Security — the only acceptable modern choices
| Standard | Status | |---|---| | WEP | Don't. Broken since 2001. | | WPA (TKIP) | Don't. Deprecated. | | WPA2-PSK | OK for home / small office, with a strong passphrase. | | WPA2-Enterprise | Per-user authentication via RADIUS (802.1X). The standard for corporate. | | WPA3-Personal (SAE) | Replaces PSK — resists offline dictionary attacks. | | WPA3-Enterprise | Per-user 802.1X with stronger crypto. |
For enterprise: WPA2-Enterprise minimum, WPA3-Enterprise where supported. Always use 802.1X with EAP (typically PEAP or EAP-TLS) against your AD or RADIUS server.
How a client joins a WLAN
- Discovery — passive scan listens for beacons, active scan sends probe requests. Client finds the SSID.
- Association — client picks an AP (by signal, load, vendor heuristic) and associates with it.
- Authentication — open / PSK / 802.1X via EAP. WPA2/3 handshake establishes per-session keys.
- DHCP — client gets an IP, starts using the network.
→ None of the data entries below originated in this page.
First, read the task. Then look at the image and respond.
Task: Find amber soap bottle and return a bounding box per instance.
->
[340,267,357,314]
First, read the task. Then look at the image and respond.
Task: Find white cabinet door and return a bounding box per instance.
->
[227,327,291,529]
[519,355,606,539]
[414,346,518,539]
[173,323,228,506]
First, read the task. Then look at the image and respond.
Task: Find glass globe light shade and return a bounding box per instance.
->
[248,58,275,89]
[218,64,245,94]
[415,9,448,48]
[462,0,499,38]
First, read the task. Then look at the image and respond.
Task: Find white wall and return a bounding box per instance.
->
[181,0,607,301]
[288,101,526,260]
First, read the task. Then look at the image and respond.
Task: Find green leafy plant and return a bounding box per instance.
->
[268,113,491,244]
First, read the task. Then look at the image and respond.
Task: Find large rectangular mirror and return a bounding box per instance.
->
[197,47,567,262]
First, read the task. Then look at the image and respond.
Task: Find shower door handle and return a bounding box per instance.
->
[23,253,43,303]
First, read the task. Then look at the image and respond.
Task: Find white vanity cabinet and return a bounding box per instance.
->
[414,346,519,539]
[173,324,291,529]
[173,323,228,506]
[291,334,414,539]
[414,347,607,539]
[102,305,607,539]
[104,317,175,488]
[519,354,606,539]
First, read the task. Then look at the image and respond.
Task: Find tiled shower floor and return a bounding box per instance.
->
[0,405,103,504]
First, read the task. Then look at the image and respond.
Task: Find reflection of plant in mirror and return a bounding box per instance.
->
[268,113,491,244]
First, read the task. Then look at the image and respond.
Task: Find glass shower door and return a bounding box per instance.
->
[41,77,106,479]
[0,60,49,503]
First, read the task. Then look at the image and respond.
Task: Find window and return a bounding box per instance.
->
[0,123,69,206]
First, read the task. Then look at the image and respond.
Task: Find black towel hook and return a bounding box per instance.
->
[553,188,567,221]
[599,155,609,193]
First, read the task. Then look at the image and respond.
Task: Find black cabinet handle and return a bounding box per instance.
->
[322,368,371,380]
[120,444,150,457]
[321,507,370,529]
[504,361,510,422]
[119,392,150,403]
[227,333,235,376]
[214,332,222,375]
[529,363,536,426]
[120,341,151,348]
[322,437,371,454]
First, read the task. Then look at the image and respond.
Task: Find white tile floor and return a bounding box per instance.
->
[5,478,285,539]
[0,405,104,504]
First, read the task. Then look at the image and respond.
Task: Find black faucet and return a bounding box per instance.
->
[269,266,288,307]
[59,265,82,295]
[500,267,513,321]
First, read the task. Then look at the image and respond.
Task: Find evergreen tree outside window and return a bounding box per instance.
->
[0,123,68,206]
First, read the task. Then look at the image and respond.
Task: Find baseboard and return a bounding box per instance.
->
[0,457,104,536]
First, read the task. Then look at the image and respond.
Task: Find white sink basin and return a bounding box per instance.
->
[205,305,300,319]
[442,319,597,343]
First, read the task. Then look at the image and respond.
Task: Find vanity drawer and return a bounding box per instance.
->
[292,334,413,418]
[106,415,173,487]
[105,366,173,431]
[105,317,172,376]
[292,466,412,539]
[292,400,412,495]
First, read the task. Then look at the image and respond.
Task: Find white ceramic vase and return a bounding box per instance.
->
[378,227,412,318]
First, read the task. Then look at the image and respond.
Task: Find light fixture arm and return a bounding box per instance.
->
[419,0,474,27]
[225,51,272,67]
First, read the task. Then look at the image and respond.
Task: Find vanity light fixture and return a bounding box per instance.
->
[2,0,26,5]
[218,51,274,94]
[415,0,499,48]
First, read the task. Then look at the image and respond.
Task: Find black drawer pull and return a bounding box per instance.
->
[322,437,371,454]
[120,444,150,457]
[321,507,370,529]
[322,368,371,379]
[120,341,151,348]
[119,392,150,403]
A "roam" is the same dance to a new AP. Fast roaming standards (802.11r, OKC) reduce that to milliseconds.
What to remember
- AP = wireless switch port; WLC centrally manages many APs via CAPWAP.
- 2.4 GHz is crowded; 5 GHz is the workhorse; 6 GHz is the future.
- Use WPA2-Enterprise minimum; never WEP or plain WPA.
- An SSID can map to a specific VLAN — the AP bridges wireless frames into the matching tagged VLAN.